On May 10 and 11, Greer and Bessent met with He during the vice premier’s visit to Switzerland. Following the discussions, the sides released a joint statement committing to lowering tariff rates from 145% to 10% for a period of 90 days, beginning May 14. Since then, the total baseline tariff rate on all goods has stood at 30%, higher than the rate from Trump’s first term, which Biden maintained, but lower than the rate immediately prior to “Liberation Day.”
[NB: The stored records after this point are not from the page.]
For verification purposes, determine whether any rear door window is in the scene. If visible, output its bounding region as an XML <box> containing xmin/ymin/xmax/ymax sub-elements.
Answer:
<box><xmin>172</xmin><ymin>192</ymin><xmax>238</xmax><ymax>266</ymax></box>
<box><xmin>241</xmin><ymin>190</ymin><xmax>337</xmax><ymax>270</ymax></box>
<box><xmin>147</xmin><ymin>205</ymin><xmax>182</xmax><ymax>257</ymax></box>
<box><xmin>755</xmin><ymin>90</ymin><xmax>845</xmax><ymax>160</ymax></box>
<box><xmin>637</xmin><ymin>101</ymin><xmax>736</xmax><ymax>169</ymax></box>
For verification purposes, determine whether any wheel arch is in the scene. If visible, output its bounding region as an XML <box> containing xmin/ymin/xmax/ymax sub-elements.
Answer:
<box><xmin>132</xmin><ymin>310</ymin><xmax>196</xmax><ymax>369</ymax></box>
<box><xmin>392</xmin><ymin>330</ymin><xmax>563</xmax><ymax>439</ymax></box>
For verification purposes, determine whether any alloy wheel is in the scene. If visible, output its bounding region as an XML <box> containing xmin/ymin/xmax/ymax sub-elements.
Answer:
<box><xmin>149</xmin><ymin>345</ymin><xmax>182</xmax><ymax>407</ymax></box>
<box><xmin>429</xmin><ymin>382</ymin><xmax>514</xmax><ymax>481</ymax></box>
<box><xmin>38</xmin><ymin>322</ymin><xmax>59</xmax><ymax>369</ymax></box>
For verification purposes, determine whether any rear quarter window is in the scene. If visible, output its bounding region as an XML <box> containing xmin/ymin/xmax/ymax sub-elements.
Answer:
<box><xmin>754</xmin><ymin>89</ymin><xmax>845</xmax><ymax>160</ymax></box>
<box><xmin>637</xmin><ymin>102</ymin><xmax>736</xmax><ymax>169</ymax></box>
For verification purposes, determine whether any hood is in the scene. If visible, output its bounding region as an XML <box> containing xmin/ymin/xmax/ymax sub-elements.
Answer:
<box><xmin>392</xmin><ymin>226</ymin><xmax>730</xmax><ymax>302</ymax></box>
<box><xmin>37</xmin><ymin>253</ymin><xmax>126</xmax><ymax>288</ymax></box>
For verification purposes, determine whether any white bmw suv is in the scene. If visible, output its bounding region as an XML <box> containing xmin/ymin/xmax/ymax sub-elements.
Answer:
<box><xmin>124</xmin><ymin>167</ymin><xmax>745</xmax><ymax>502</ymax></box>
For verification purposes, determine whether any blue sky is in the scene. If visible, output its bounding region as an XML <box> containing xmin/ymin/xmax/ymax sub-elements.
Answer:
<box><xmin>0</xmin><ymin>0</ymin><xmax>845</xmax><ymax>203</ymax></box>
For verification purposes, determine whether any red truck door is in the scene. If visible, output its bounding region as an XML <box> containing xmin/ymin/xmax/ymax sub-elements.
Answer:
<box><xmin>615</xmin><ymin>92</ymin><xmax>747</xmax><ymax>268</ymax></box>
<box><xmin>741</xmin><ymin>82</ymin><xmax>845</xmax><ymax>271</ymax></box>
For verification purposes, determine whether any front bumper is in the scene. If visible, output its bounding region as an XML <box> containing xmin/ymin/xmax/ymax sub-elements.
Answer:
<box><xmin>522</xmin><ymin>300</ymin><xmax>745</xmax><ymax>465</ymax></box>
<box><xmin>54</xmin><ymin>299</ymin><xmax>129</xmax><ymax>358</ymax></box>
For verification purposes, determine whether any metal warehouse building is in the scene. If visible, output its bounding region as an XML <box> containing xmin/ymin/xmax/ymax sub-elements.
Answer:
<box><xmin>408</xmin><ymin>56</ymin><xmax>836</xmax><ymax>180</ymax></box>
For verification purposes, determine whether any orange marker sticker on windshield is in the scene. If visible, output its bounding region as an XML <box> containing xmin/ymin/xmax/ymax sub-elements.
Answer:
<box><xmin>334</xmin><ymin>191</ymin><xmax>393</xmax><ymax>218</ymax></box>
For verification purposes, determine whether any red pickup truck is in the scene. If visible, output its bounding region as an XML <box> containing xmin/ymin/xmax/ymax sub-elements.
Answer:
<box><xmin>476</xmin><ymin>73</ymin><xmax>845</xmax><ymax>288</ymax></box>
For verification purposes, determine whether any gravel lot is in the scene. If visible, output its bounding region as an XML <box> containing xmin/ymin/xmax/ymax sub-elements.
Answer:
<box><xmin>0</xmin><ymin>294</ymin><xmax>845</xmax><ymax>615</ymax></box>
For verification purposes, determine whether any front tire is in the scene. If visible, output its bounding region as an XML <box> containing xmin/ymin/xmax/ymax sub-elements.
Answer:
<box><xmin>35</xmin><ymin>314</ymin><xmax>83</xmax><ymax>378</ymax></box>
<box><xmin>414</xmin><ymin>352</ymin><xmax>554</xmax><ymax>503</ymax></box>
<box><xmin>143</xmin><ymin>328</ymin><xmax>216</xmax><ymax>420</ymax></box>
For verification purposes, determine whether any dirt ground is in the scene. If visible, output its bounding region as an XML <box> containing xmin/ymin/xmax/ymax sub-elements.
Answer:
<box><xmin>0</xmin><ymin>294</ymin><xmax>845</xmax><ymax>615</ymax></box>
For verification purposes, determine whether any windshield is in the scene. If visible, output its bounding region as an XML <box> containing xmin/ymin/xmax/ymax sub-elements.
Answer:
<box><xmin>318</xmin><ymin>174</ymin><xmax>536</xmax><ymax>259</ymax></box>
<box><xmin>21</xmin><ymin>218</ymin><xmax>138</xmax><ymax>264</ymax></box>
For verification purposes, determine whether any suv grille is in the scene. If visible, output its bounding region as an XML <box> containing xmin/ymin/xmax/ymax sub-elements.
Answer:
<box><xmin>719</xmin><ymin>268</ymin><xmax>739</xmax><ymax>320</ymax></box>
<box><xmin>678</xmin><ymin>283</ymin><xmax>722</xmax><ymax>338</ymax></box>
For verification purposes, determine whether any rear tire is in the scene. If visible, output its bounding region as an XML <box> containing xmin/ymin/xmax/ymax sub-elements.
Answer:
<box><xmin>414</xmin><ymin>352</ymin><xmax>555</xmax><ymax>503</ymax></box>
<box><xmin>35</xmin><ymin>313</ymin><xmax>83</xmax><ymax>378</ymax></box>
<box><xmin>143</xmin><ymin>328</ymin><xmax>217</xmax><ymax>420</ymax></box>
Thus began the slow thaw. On June 5, Xi and Trump held another phone call and discussed the possibility of a future meeting. In the following months, the two countries’ trade officials began meeting more regularly: from June 9 to 10 in London to discuss rare earth metals; from July 29 to 30 in Stockholm to discuss fentanyl. On August 12, Trump signed a 90-day extension to the tariff truce that had begun in May.
Throughout this time, U.S. actions at the departmental level have continued to signal a tough stance on China. In May, the U.S. Commerce Department warned Chinese companies against the use of certain Huawei chips, alleged that China had unfairly subsidized the production of key battery components, and ordered companies to stop exports of key chip materials and software to China. Also in May, the U.S. State Department said that it would “aggressively” start revoking Chinese students’ visas.
But Trump’s actions have often seemed to contradict this approach. According to a recent report by The Washington Post, Trump this summer declined to approve a package of weapons earmarked for Taiwan, a move many have seen as a deliberate olive branch in his negotiations with Xi. In August, he struck a deal with American chipmakers Nvidia and AMD to let them do business in China. Later last month, he told reporters that the U.S. loves to have Chinese students come to study at American universities.
In the last few weeks, engagement between the two countries has begun to accelerate. On September 9, U.S. Defense Secretary Pete Hegseth held a video call with Chinese Minister of National Defense Dong Jun (董軍). On September 10, U.S. Secretary of State Marco Rubio held a call with Chinese Foreign Minister Wang Yi (王毅). Then, on September 15, officials on both sides confirmed that they had reached a framework agreement for the sale of TikTok following meetings between He, Greer and Bessent in Madrid.
Which brings us to Friday, when more specifics of the TikTok deal began to emerge following Trump’s call with Xi. On Monday, the White House said it was “100 percent confident” that the deal to sell TikTok to American investors would go through. According to Politico, the app’s algorithm, which has been the main focus of national security concerns, would be leased from ByteDance, TikTok’s Beijing-based owner, and then duplicated and inspected by American cloud computing giant Oracle. The Trump administration — which has already taken a stake in chipmaker Intel and rare earth producer MP Materials, both of which it deems crucial to national security — will reportedly not do the same with TikTok.